Up for pre-order as a cassette and digital album now. (As with most physical things I release via small independent presses and labels, these things aren’t in endless supplies.)
My next (and only planned) show in the future, happening in San Diego on February 4th. Matty and I will be performing together again. They will be making sound while I read from Sediment and Here I Am In It. Flier is by Ali Mehraban. I don’t live in San Diego anymore, so every show and reason to come back there is a nice gift.
This zine grew out of a newsletter post, which I then edited and rewrote into vignettes on covid, work, and you guessed it!–care. Hand-bound and riso printed by the generous and imaginative Burn All Books. If you’d like one please also email it to me and I will ship to you. Only 80 remain. I plan to bring some to our San Diego show as well.
My friend, former bandmate, and altogether hero Gonzalo was in the hospital for a lung infection for several weeks. He is still raising money for his bills. $5 helps if you are able. Here is the GoFundMe.

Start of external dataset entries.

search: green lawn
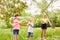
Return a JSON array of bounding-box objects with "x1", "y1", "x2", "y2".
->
[{"x1": 0, "y1": 28, "x2": 60, "y2": 40}]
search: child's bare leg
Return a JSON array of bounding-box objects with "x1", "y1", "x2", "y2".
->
[
  {"x1": 41, "y1": 29, "x2": 44, "y2": 40},
  {"x1": 43, "y1": 29, "x2": 46, "y2": 39},
  {"x1": 14, "y1": 35, "x2": 18, "y2": 40}
]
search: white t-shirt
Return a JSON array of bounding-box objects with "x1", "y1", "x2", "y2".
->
[{"x1": 28, "y1": 22, "x2": 34, "y2": 32}]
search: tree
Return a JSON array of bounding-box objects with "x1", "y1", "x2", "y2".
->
[{"x1": 0, "y1": 0, "x2": 27, "y2": 27}]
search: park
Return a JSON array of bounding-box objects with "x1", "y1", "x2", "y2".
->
[{"x1": 0, "y1": 0, "x2": 60, "y2": 40}]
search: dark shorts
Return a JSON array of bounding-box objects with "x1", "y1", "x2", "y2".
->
[
  {"x1": 13, "y1": 29, "x2": 19, "y2": 35},
  {"x1": 28, "y1": 32, "x2": 33, "y2": 38},
  {"x1": 41, "y1": 24, "x2": 47, "y2": 29}
]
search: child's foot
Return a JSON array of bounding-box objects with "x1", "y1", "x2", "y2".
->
[
  {"x1": 39, "y1": 38, "x2": 43, "y2": 40},
  {"x1": 44, "y1": 39, "x2": 46, "y2": 40}
]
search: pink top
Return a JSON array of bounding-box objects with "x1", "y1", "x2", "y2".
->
[{"x1": 12, "y1": 19, "x2": 20, "y2": 29}]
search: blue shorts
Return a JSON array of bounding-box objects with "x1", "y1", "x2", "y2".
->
[
  {"x1": 28, "y1": 32, "x2": 33, "y2": 38},
  {"x1": 13, "y1": 29, "x2": 19, "y2": 35}
]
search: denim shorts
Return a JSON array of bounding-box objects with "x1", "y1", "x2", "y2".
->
[
  {"x1": 13, "y1": 29, "x2": 19, "y2": 35},
  {"x1": 28, "y1": 32, "x2": 33, "y2": 38}
]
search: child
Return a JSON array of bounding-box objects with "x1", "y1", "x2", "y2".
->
[
  {"x1": 41, "y1": 14, "x2": 48, "y2": 40},
  {"x1": 12, "y1": 14, "x2": 20, "y2": 40},
  {"x1": 28, "y1": 19, "x2": 34, "y2": 40}
]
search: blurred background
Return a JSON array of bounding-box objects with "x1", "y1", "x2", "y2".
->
[{"x1": 0, "y1": 0, "x2": 60, "y2": 28}]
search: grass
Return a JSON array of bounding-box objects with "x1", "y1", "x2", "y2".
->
[{"x1": 0, "y1": 27, "x2": 60, "y2": 40}]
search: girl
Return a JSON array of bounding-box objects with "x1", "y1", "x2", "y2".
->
[
  {"x1": 41, "y1": 14, "x2": 48, "y2": 40},
  {"x1": 12, "y1": 14, "x2": 20, "y2": 40},
  {"x1": 28, "y1": 19, "x2": 34, "y2": 40}
]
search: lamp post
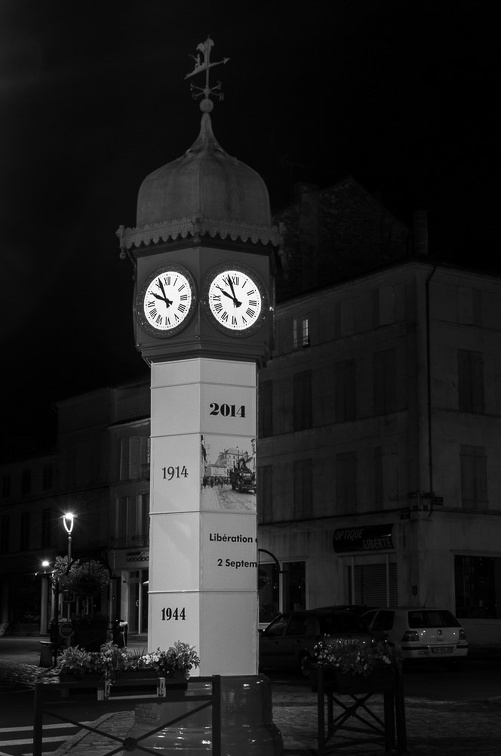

“Deep Love” show and fundraiser in San Diego for The Brown Building on Feb. 3rd & the 4th. The Brown Building is a Black and brown trans radical wellness center. The 4th is the same date as our show in San Diego, but you could go to their beforehand and then ours, if you enjoy full nights of immense fun.
<3 <3 <3
As always, thank you for your attention. When you could give it to billions of things in the world, I endlessly appreciate you turning it here, towards me, and I hope to not squander that gift.
I felt all of these thoughts deeply. Thank you for them. 💙
this made me tear up a bit, thank you for your words. do you ever have shows in sf area?